One-way analyses of variance (ANOVA) was used to test for group differences in participant demographics, nonbinary indices of illness, and TH levels. A homogeneity of variance test was used to account for unequal sample sizes between groups, and for significant variables, we reported the Brown-Forsythe statistic. Post hoc analyses employed the Dunnett's T3 or Dunnett t-test, where applicable, comparing each preterm group with controls. Chi-square analyses evaluated group differences on binary (present/absent) indices of illness. Repeated measures ANOVA served to compare TH levels at the different time periods within the preterm group. Multivariate ANOVA tested for group and gender differences in sweep and transient VEP measures with the Dunnett t-test for post hoc analyses. If gender was significant for any measure, multivariate analysis of covariance (MANCOVA) with gender as covariate was used.
To assess the combined contribution of demographics (gestational age, birth weight, gender, SES), neonatal illness, and TH levels on visual functioning in the preterm group, each condition significantly differentiating preterm and control groups was independently correlated with each predictor variable. Factors showing significant associations were entered together into a multiple linear regression to determine their combined impact on visual ability. A two-tailed significance level of 0.05 was applied to all analyses.
Results
Table 1 shows participant demographics by gestational-age groupings. Groups differed significantly (p < 0.01) in gestational age, birth weight, SES, and gender composition but not mean APGAR* scores at 1 or 5 minutes. As expected, birth weight was strongly correlated with gestational age, but because birth weight is expected to covary with gestational age (infants born earlier in gestation are typically smaller), birth weight was not used as a covariate. Although SES was lowest in Groups A and B, it was not used as a covariate because it did not correlate with visual abilities. The results indicated that Group A had more females than males (90% vs. 10%) and Group C had more males than females (84% vs. 16%), whereas males and females were roughly equally distributed in the other three groups. Gender was therefore used as a covariate in assessing for group differences in visual ability.

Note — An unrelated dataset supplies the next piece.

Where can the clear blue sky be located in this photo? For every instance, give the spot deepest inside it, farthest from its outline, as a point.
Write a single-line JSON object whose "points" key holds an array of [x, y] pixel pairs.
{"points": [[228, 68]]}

Data are presented as mean ± standard deviation (SD) (gestational age, birth weight, and bilirubin), as medians (APGAR), and as percentage of the group demonstrating presence of each medical morbidity.
SES, socioeconomic status; ns, not significant; NA, not available; PDA, patent ductus arteriosus.
Table 1 also summarizes the different gestational age groups' medical morbidity findings. Significant differences were seen for presence of respiratory distress syndrome (p < 0.001), PDA (p < 0.001), use of surfactants (p < 0.01) or phototherapy (p < 0.01), any evidence of brain injury (p < 0.05), and highest point (μmol/L) of bilirubin (p < 0.001), all reflecting higher morbidity in the lower gestational age groups. A trend toward significance (p = 0.075) was seen for ROP stage, reflecting the higher incidence of ROP in infants born before 30 weeks gestation. No differences were seen in frequency of sepsis, bronchopulmonary dysplasia, necrotizing enterocolitis, and age at peak bilirubin.
Table 2 summarizes the 2-, 4-, and 40-week PCA TH levels for preterm groups. For TSH, no group differences and no significant changes in TSH over time were observed. However, a significant interaction was seen between group and time of blood sample (p = 0.039), reflecting the greater decline in TSH levels over time for infants born before than after 32 weeks gestation.
Data are presented as mean ± SD.
TSH, thyroid-stimulating hormone; fT4, free thyroxine; T3, triiodothyronine; PCA, postconceptional age.
For fT4, significant group differences were seen at all three time points (p < 0.05). Post hoc tests indicated that Group A had significantly lower 2-week fT4 levels than the other groups, whereas Groups B and C differed from D but not each other. Four-week fT4 levels were significantly lower in Group A than C. For 40 weeks PCA values, a trend (p = 0.051) was seen for lower fT4 values in Groups A, B, and C than Group D. Repeated measures ANOVA revealed significant effects of time of blood sampling (p = 0.022) and a significant group by time interaction (p < 0.001). The latter was accounted for by the larger group differences at 2 weeks of life than at 40 weeks PCA and by the larger increase in fT4 between 2 and 4 weeks in Group A than the others, thus signifying that fT4 increased more with time for infants born with earlier than later gestation.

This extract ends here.